In the orphanage, Asep and Ujang live with other 25 children in the charge of five caretakers.
Ferlian said that the twins were growing up healthy, amid limited assistance from the social agency.
The agency provided the orphanage with two boxes of formula milk, some clothes and blankets for the boys and little else. “The agency did not give us money to take care of the twins. It did not provide enough milk for the babies,” Ferlian said.
“People from the community help us more than the agency.”
Ferlian questioned the agency’s support of Depok’s ambition to be a “child-friendly” city.
“How the city can declare that it will be a child-friendly city if it does not give enough support to the orphanages?” she said.
Ferlian, who runs the foundation using private donations, said that she received additional help from several lecturers at the nearby University of Indonesia, some members of the Depok City Council, other foundations and some more established orphanages.
“I cannot feed all these kids if I only rely on the agency’s help,” she said.
Developing child-friendly cities has been an initiative of the Women’s Empowerment and Child Development Ministry, which has given such recognition to several cities, including Surakarta, Central Java.

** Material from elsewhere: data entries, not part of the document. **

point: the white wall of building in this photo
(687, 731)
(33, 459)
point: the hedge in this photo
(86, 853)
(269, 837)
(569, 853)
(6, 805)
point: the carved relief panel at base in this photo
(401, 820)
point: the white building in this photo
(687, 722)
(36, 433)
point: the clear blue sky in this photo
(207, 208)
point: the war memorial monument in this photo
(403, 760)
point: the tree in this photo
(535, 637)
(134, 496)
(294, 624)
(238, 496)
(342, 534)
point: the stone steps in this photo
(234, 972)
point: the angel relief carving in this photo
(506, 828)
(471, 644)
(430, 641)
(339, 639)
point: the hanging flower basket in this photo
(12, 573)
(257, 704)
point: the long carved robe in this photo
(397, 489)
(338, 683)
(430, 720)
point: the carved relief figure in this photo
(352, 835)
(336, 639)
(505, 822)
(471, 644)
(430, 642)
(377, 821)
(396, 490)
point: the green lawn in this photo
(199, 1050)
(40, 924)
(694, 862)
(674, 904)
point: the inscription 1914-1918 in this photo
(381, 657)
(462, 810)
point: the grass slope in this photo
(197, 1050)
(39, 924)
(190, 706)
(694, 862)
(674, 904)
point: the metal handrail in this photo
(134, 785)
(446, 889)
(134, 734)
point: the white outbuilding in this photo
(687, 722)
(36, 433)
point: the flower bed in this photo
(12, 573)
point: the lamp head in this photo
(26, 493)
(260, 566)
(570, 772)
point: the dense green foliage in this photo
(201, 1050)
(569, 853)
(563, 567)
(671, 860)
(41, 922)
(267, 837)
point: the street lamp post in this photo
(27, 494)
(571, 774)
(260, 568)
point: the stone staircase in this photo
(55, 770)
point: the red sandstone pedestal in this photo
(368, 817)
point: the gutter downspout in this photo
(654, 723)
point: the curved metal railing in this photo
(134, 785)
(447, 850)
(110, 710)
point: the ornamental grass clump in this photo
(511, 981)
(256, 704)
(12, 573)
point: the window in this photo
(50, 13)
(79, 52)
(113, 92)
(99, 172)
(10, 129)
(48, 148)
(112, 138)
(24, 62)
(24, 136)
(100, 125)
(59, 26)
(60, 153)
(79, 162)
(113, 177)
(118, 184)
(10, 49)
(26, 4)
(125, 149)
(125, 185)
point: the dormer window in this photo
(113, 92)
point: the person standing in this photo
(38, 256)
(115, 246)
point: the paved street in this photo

Last year, the Depok administration said that it would strive for child-friendly status in 2012. The city council said that it would support the plan.
Critics, however have questioned Depok’s commitment following several recent crimes involving children, including the trafficking of Asep and Ujang and the case of an elementary student, reportedly the victim of domestic violence, who was stabbed a classmate in Cinere, Limo district.”